И скрипнул граб во мраке. Хорал заладил ветер,
семь уцелевших листьев сорвал и бросил в осень,
дворцовой дверью хлопнул, затем рванулся вкось он —
разбил рельеф, метнувшись на тимпан фронтона,
и гулко билось эхо в трубу, в гербы, в знамена.
И морем Средиземным осень подступала.
На барельефах солнце нет-нет и проступало
и высекало искры в ларцах и табакерках,
в гонимых ветром листьях — осенних фейерверках;
те листья дальше, дальше гнал ветер оголтелый.
А ночью холодало. И птицы улетели.
И только там, где ныне столько глаз совиных,
где пел в июньском жасмине хор скрипок соловьиных,
остался блеск, даже ночью, как золотая строчка:
«Я, соловей, певал тут!» — и золото листочка.
А в спальне неборовской, где замки тугие,
в простенках гобелены висели дорогие,
и на одном был остров цвета мокрой мяты
и сильный ветер, судя по зелени примятой,
и видно было, если светильник приближался,
что в глуби гобеленной кабан за ловчим гнался,
как будто на офортах со сценами погони
к поэме поэта Шекспира «Венера и Адонис».
Я долго в Неборове бродил по анфиладам —
Бежал от Ниобеи, оказывался рядом,
кружил и возвращался по проходам низким.
От лампы в Ниобею отлетали искры —
Бетховеновой елки блестки-волоконца,
Шопен их вдохновенный переиначил в солнце.
Дул ветер в гобелене. То выл. То тихнул быстро,
то на басы бросался, то — по всему регистру,
и лес назад отбрасывал, и брал верха легко он
(и гобелен приплясывал в простенке, будто клоун).
Вихрь, заморочив ловчего, играл в ноздрях кабаньих,
вел пурпурную осень, как Вакх свою компанию
сатиров и Шопенов на триумф индийский —
что у министра Гёте в «Элегиях римских»,
где описанье амфор — скрипок низких глуше;
выше — только свечки, Ахерон и души.
— Monsieur Шопен, вот это да
Как попали вы сюда?
— Я со звезд лечу во мгле.
Мне полегче на земле:
клавикорды, старый двор,
что-то вроде в до-мажор
(сущая безделица, милостивый государь),
старых нот старинный лад,
осень, листья вдаль летят.
— Но куда же вы?

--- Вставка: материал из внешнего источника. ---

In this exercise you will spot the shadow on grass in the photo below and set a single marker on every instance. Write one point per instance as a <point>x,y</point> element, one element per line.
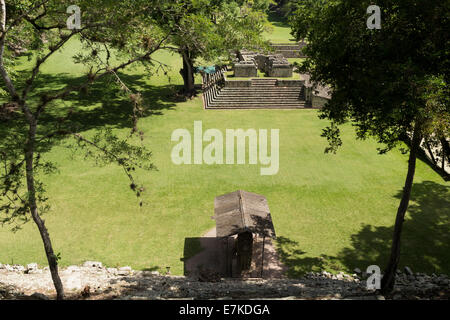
<point>425,243</point>
<point>101,105</point>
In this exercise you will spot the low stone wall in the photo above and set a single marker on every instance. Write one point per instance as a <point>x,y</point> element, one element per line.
<point>245,70</point>
<point>248,83</point>
<point>280,71</point>
<point>290,83</point>
<point>289,50</point>
<point>92,280</point>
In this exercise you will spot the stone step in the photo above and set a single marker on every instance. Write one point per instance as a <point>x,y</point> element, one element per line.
<point>258,102</point>
<point>275,95</point>
<point>262,91</point>
<point>281,100</point>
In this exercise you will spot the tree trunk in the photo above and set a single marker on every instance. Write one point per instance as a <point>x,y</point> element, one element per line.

Как жаль.
Боже мой, в такую даль!
Ваша шляпа. — Merci bien.
— Bon soir, monsieur Шопен.
Месяц в глобус гляделся в библиотечном зальце,
по Средиземному морю водил серебряным пальцем,
вглядывался в Сицилию, Францию мигом обшаривал
и снова спешил в Византию, обследовав пол-полушария,
и резал свои монограммы в колоколах густозвонных,
в медных сердцах Гериона, Николы и Евтифрона,
которым звонить повелела певца Талиарха муза.
Потом бродил по карнизам, углам, зеркалам, аркебузам;
с себя, при помощи ветра, тучу стряхнувши рьяно,
кружил вокруг канделябров и старого фортепьяно,
зыбким потоком сияя, плыл по стене у пилона,
где на другом гобелене был свадебный пир Посейдона,
златом-серебром тканный, словно бы к рифме рифма,
и Меркурий подарки всем приносил с Олимпа.
Тут подошли созвездья, стукнули в окна, робея,
Дева, Стрелец, Возничий, Весы и Кассиопея,
звезды, милые звезды — столько вас поднебесных,
и от века известных, и еще не известных:
Андромеда и Лебедь, Венера, Сириус ясный.
И вдруг все звезды погасли. И месяц гоже погаснул.
И Мелюзина погасла. Дрогнула тьма голубея —
и тогда засветился во мраке лик Ниобеи,
сначала белым свеченьем, потом синевой серебрённой, —
И я узнал этот мрамор. И вскрикнул, словно ребенок,
когда он мать или воду внезапно увидит в березах,
как вновь обретенный берег, песок и привисленский воздух.
Ниоба! Ниоба! Фонарик сквозь сумрачные нагорья!
Ниоба! Ты — Дон! Ты — Висла! Ты — все Средиземноморье
Словно кормчий, который опасным проливом проходит,
а ветер огни погасит, и силы уже на исходе,
и буря крепчает, и столько разных камней подводных,
и Сцилла грозит, и сирены, и нету звезд путеводных,
и последние блики устали на скалах светиться,
и смолкла последняя песня самой последней птицы;
в борта тяжелые волны бьются темно и тревожно,
и огня даже сердцем запалить невозможно,
ночь длится, пути не видно, и страшно, и дело худо,
вокруг непроглядная темень, и помощи нет ниоткуда,
и вдруг в беспредельном небе одна звезда загорится,
и кормчий воскликнет: «Звезда моя!» — и к звезде устремится,
снова весел и полон неодолимой отваги,
ибо звезда кораблик проводит в архипелаге.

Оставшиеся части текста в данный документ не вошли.